9 thoughts on “Batwoman #12 review

  1. I see Bones still has his artificial leg–and that's emblematic of the big problem with the DC reboot. As I recall, Bones got it bitten off while running with Infinity Inc.—who look like they've been completely erased, given no JSA on Earth-1. This will then necessitate a completely superfluous new explanation of how Bones lost his leg, which no one will care about. Basically, a lot of backstory will have no be rehashed at some point, to the detriment of good storytelling. These “zero” issues might answer some questions, but its' still a big mess from a cohesive storytelling standpoint.


  2. This cover needs to made into a poster. It so would look awesome my wall.

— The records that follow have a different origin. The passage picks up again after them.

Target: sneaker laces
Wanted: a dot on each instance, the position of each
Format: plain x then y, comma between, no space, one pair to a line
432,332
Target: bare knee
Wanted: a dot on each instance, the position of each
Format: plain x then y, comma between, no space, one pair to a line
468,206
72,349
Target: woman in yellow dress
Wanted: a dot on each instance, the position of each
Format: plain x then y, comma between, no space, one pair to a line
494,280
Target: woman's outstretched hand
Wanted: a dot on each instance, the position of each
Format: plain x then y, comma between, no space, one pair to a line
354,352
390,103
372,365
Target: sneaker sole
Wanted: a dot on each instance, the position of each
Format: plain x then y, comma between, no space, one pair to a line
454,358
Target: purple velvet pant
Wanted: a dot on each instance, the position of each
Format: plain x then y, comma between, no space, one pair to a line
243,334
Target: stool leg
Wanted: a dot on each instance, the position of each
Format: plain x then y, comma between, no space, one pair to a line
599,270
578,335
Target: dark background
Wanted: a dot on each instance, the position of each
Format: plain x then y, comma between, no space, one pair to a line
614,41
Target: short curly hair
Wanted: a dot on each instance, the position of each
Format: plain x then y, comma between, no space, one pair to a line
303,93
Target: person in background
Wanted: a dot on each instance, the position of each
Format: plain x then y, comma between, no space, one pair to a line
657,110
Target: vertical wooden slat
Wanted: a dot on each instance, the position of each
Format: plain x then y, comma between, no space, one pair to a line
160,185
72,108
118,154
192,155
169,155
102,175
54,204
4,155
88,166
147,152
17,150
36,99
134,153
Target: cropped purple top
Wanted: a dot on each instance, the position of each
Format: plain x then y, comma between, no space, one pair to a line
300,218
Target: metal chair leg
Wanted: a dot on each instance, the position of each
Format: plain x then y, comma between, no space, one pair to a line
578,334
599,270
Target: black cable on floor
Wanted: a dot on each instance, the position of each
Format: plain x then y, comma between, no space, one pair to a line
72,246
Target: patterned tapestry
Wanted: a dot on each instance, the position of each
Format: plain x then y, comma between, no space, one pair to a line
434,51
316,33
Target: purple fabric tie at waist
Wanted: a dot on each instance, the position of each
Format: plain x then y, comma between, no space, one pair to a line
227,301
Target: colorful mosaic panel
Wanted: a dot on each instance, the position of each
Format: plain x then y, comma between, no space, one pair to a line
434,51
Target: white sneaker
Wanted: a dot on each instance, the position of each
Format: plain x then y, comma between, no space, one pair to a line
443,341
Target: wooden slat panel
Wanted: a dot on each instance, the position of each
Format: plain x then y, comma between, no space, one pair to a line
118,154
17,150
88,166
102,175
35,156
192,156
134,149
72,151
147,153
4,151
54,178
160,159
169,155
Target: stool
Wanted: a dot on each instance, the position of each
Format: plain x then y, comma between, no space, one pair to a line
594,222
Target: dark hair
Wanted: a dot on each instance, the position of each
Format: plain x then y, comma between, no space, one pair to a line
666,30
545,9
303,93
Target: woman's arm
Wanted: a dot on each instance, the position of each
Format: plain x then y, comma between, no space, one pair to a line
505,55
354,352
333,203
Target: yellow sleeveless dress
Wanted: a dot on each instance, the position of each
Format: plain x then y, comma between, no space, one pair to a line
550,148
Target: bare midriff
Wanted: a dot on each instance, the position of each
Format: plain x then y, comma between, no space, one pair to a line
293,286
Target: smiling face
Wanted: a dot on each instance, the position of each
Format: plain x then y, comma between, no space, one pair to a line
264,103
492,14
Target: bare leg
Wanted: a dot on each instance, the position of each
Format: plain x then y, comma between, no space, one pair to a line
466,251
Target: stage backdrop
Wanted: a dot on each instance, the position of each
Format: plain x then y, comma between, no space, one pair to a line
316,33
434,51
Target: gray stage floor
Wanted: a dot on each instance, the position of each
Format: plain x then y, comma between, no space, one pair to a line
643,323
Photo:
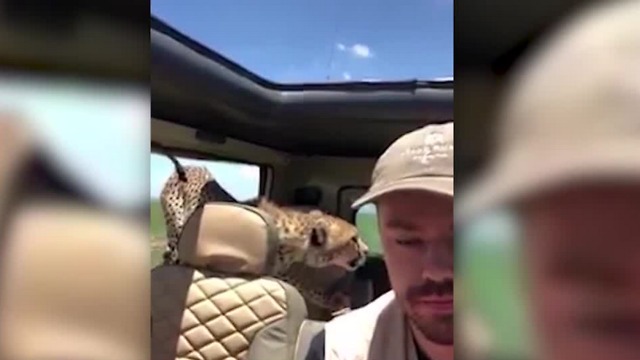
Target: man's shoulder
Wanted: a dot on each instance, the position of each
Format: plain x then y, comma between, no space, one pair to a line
363,317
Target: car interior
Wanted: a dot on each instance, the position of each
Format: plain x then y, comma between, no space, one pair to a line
315,144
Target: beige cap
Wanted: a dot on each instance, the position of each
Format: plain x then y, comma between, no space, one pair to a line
573,113
419,160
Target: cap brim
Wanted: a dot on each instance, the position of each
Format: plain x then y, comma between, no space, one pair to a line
440,185
516,178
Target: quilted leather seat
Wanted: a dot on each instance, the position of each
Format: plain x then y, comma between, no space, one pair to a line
218,304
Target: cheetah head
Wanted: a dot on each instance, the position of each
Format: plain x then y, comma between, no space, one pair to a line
332,241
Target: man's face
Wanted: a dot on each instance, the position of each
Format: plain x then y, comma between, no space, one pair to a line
583,250
416,228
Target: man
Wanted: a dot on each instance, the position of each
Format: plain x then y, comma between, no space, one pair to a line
412,187
569,168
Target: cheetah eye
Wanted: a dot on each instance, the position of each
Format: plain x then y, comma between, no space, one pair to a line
318,237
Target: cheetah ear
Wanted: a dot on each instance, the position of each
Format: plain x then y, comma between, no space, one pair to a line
318,236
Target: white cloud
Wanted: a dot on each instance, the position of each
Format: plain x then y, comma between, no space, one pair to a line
361,50
357,50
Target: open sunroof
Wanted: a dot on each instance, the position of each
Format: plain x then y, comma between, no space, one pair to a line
292,41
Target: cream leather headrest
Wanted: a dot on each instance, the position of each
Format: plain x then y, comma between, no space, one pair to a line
229,238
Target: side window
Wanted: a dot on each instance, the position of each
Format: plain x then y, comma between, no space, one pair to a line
241,180
366,221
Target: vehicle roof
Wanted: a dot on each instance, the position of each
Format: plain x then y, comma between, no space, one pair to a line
197,87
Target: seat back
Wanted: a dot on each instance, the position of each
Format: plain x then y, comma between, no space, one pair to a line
219,303
308,330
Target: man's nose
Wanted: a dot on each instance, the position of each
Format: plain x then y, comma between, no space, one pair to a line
438,262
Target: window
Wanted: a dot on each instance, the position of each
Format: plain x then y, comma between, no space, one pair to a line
367,224
365,218
241,180
488,268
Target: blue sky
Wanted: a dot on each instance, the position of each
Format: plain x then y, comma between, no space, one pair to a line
310,41
241,180
97,135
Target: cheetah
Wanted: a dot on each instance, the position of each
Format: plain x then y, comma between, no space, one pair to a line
313,238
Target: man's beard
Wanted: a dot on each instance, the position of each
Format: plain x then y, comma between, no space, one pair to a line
437,328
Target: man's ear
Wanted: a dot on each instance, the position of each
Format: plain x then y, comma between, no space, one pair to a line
318,236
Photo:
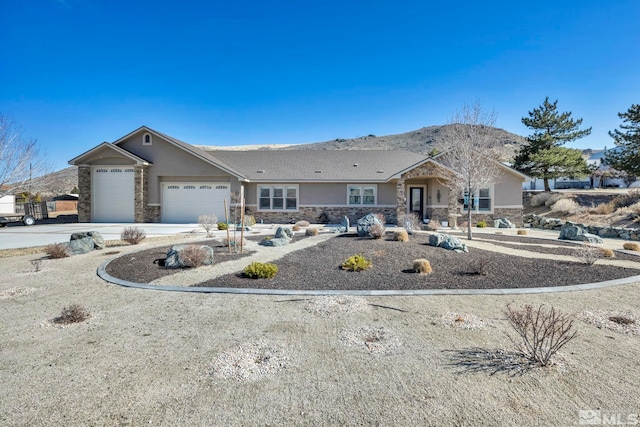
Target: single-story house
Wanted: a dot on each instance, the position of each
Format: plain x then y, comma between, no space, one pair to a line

    Ah-ha! Glad you took my suggestion to check this out with someone else writing Wonder Woman. Turned pretty decently for the moment (We need to see her talk with Batwoman to see something different than her internal monologue). Though I will admit that as July's issue, Wonder Woman comic got so much better when it decided to return to the plot surrounding the pregancy. The whole Hades sidetrack was a waste of time and hampered by poor artwork from Tony Akins. Anyhow…

    The only real thing that bothers me about Batwoman right now is that she has had a sigficant battle or win over Medusa and her followers. I want her to fight and defeat Maro, but it didn't happen last issue sadly. Maybe we can finally correct that in this arc? Oh well, here's hoping to that!


  3. Martin, this was a fantastic review, informative, critical and complimentary (but not overly so) where needed, and insightful. This applies to the Superboy and DC Universe Presents reviews that I read for the first time today. Thanks for such consistently thoughtful comics analysis!

    Now if only you could get DC to bring back JLI 😉


  4. Hi Cdonald, Mr Whiskas – I'd love it if we were surprised by a Chase/Mr Bones story in Detective Comics #0 – after all, what else do we need to know about Kate Kane at this point.

    Or better still, some clarification of Bette Kane's heroic career.


  5. Your line, “First, the bad: this ruddy kidnapped kids storyline still isn't resolved – it's been a year, and I know how those angry Gotham citizens feel.” — had me rolling!

    Personally, I didn't like this issue. The split narrative served no purpose. Throughout the issue I was under the impression that the monsters that Wonder Woman was combating was somehow going to be linked to Batwoman's plight, but instead it acted as an introduction to Wonder Woman!? When does Wonder Woman need an intro? Overall, the narration was more concise and clear (opposed to the past several issues), but to what end? Nothing was really told, and it disappointed me. Criticisms aside, Mr. Bones wearing a Hawaiian shirt equates to gold in my book!


  6. I can see why you were thinking 'linked!', Anthony – spooky folk, kidnapped kids … I supposed they were going for a thematic link, but you're spot on, everyone knows Wonder Woman (even if some of us barely recognise her these days).